Mrs Antrobus's trumpet was turned in his direction at this moment, and she heard these daring remarks.

"Naughty!" she said, and Georgie, the envied, passed in into the inn.

He sent in his card, on which he had thought it prudent to write "From Lady Ambermere," and was presently led through into the garden behind the building. There she was, tall and lovely and welcoming, and held out a most cordial hand.

"How kind of you to come and see us," she said. "Georgie, this is Mr Pillson. My husband."

"How do you do, Mr Shuttleworth," said Georgie to shew he knew, though his own Christian name had given him quite a start. For the moment he had almost thought she was speaking to him.

"And so Lady Ambermere asked you to come and see us?" Olga went on. "I think that was much kinder of her than to ask us to dinner. I hate going out to dinner in the country almost as much as I hate not going out to dinner in town. Besides with that great hook nose of hers, I'm always afraid that in an absent moment I might scratch her on the head and say 'Pretty Polly.' Is she a great friend of yours, Mr Pillson? I hope so, because everyone likes his best friends being laughed at."

Up till that moment Georgie was prepared to indicate that Lady Ambermere was the hand and he the glove. But evidently that would not impress Olga in the least. He laughed in a most irreverent manner instead.
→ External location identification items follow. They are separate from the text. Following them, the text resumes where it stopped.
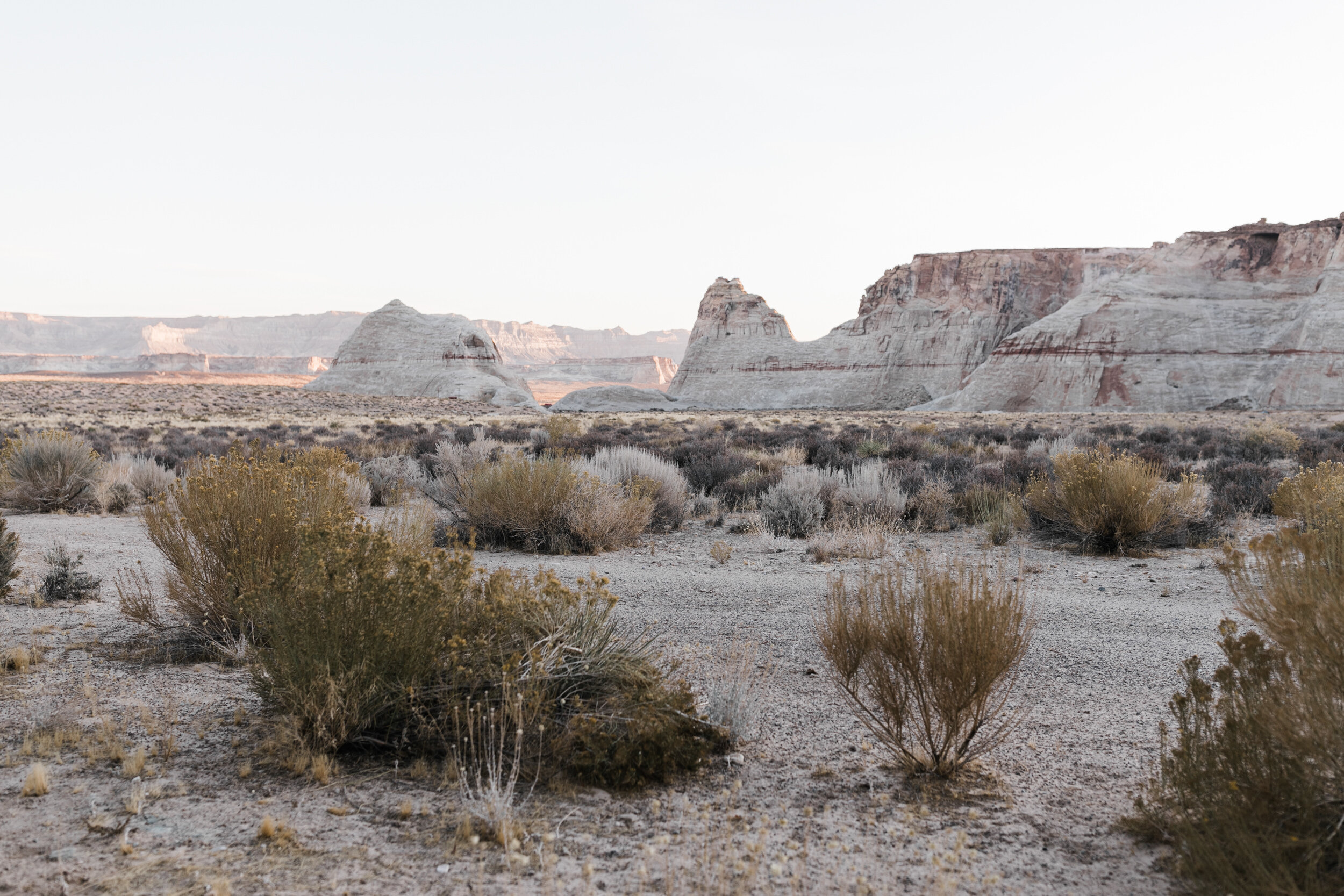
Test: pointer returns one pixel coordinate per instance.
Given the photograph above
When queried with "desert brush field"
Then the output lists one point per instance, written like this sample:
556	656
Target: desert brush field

"Don't let us go," she went on. "Georgie, can't you send a telegram saying that we have just discovered a subsequent engagement and then we'll ask Mr Pillson to show us round this utterly adorable place, and dine with us afterwards. That would be so much nicer. Fancy living here! Oh, and do tell me something, Mr Pillson. I found a note when I arrived half an hour ago, from Mrs Lucas asking me and Mr Shuttleworth to go to a garden-party tomorrow. She said she didn't even hope that I should remember her, but would we come. Who is she? Really I don't think she can remember me very well, if she thinks I am Mrs Bracely. Georgie says I must have been married before, and that I have caused him to commit bigamy. That's pleasant conversation for a honeymoon, isn't it? Who is she?"

"Oh, she's quite an old friend of mine," said Georgie, "though I never knew she had met you before; I'm devoted to her."
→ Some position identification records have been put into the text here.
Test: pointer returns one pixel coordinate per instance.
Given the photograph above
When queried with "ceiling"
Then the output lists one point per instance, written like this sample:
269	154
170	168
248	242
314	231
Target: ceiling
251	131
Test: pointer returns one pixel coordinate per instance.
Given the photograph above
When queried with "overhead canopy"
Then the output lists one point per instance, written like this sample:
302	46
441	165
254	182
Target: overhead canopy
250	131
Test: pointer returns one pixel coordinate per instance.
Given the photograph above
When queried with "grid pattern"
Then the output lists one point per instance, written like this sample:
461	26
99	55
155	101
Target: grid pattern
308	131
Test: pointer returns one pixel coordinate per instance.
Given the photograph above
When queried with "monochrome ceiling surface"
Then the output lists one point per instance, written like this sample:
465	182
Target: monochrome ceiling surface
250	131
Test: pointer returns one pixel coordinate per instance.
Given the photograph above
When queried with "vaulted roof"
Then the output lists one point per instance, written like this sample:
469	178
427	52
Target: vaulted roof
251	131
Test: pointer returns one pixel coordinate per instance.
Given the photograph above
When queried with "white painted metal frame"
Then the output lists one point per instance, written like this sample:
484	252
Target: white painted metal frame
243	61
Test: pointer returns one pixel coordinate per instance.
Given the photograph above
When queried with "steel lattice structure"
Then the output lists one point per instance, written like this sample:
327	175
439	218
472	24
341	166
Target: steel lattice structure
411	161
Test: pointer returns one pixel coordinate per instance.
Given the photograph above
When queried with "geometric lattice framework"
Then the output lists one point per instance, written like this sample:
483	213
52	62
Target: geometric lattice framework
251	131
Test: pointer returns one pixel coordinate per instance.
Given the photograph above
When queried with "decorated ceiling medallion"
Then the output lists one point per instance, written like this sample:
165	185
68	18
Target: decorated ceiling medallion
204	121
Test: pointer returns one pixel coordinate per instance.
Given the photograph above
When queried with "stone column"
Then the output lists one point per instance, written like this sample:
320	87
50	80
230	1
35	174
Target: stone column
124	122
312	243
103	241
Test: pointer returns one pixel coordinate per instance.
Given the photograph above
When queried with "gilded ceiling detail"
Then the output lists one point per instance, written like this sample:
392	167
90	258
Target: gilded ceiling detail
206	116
"Extremely proper. But now tell me this, and look straight in my face, so that I shall know if you're speaking the truth. Should I enjoy myself more wandering about this heavenly place than at her garden party?"

Georgie felt that poor Lucia was really punished enough by this time.
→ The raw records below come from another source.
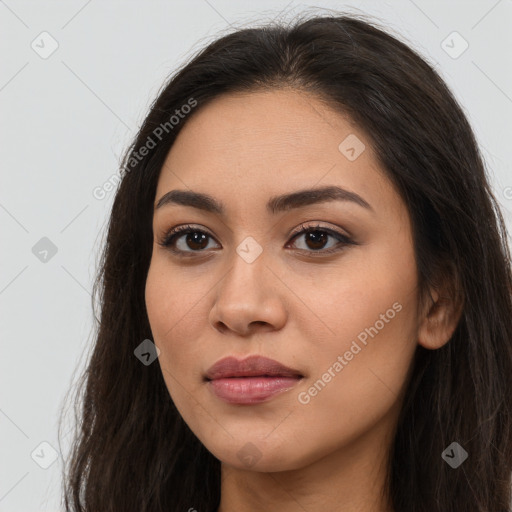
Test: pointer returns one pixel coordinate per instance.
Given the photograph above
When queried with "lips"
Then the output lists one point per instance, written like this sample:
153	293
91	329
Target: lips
252	366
"You will give her a great deal of pleasure if you go," he began.

"Ah, that's not fair; it is hitting below the belt to appeal to unselfish motives. I have come here simply to enjoy myself. Go on; eyes front."

The candour and friendliness of that beautiful face gave Georgie an impulse of courage. Besides, though no doubt in fun, she had already suggested that it would be much nicer to wander about with him and dine together than spend the evening among the splendours of The Hall.